The goal should be that people developing this package should be able to understand and use this feature without input from experts.

Examples of questions:

  • Can I just call @lazy in front of any broadcasted expression and everything will work?
  • What benefits should I see?
  • How does this enable kernel fusion? What's the difference with ClimaCore.@fused?

One way to check that you provided enough guidance is with user stories and asking people if they can use and understand this feature without your input.

Example of a user story:

I am a reserach scientist and I am debugging a piece of ClimaAtmos. I notice that the return objects of some the functions I call are some Broadcast.Brocasted objects that I don't know how to manipulate. This is not explained anywhere within the ClimaAtmos repo. I dig deeper and see that it might be connected to @lazy.

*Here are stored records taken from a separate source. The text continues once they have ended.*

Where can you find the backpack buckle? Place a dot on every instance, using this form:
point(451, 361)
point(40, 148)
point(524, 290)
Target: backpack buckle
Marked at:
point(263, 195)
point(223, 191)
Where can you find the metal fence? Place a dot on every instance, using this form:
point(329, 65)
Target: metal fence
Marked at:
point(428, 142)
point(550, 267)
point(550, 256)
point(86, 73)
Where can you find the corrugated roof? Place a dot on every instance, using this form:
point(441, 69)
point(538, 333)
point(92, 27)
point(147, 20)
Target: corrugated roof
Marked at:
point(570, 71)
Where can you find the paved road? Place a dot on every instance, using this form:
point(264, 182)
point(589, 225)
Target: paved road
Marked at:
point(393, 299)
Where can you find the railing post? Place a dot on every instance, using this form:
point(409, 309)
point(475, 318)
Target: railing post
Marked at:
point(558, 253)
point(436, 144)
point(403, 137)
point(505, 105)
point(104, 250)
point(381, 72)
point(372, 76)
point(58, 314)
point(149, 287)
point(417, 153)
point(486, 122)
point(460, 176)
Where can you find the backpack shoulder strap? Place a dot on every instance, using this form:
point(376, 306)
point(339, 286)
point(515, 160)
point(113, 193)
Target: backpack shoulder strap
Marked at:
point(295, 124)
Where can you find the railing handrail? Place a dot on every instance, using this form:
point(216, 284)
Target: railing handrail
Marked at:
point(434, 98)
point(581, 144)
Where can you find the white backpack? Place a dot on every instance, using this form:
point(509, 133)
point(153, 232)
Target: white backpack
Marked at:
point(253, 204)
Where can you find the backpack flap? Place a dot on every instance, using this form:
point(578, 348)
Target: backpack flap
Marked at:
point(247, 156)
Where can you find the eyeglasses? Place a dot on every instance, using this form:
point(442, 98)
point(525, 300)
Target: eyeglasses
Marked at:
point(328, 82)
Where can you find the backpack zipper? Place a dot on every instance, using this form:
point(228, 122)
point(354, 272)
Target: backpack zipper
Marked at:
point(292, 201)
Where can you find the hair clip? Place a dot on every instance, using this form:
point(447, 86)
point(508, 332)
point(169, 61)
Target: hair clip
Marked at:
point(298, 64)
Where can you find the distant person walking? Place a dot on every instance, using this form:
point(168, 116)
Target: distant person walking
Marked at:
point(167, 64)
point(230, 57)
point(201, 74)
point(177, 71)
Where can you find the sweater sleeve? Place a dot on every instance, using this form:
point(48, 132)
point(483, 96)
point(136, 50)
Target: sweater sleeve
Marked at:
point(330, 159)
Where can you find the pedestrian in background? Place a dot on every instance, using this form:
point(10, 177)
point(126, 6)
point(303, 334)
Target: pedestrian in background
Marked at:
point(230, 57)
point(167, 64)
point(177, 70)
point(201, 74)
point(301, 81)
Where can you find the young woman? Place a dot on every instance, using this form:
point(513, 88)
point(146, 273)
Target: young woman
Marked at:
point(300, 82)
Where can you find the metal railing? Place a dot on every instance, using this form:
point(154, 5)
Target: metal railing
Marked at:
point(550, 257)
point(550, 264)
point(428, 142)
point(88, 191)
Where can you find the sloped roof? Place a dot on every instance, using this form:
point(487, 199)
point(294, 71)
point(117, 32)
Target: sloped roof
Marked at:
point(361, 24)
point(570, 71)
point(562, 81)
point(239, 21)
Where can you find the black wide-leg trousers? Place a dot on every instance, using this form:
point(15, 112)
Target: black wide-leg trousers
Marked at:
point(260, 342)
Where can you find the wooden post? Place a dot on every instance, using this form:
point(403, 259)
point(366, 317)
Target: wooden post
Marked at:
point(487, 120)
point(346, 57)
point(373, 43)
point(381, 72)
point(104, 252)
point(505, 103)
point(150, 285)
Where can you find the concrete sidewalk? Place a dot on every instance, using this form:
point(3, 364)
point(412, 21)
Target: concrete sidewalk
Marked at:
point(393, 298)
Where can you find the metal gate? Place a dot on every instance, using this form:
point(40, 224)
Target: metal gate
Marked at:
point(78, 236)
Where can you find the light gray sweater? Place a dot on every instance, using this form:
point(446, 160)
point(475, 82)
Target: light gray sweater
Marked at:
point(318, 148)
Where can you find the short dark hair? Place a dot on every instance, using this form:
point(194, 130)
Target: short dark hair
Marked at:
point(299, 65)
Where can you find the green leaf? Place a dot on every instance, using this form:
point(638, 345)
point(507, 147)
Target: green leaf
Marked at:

I come to this conclusion because I am familiar with the other operations and @lazy is the only thing I have never seen. Following the imports, I end up in the LazyBroadcast.jl package. The only documentation in that pacakge is a readme that is very technical for me (e.g., I've never heard of "materializing"; it's not even explained in the Julia manual). The link to the Julia manual doesn't really help me: it mosty talks about broadcasting as in using the dot operator. The readme doesn't even mention the @lazy macro. It's unclear to me how the three points that are mentioned in the readme relate to my problem. The only examples provided are tests and don't explain what's happening. At this point, I need to ask for help, if I haven't done it already.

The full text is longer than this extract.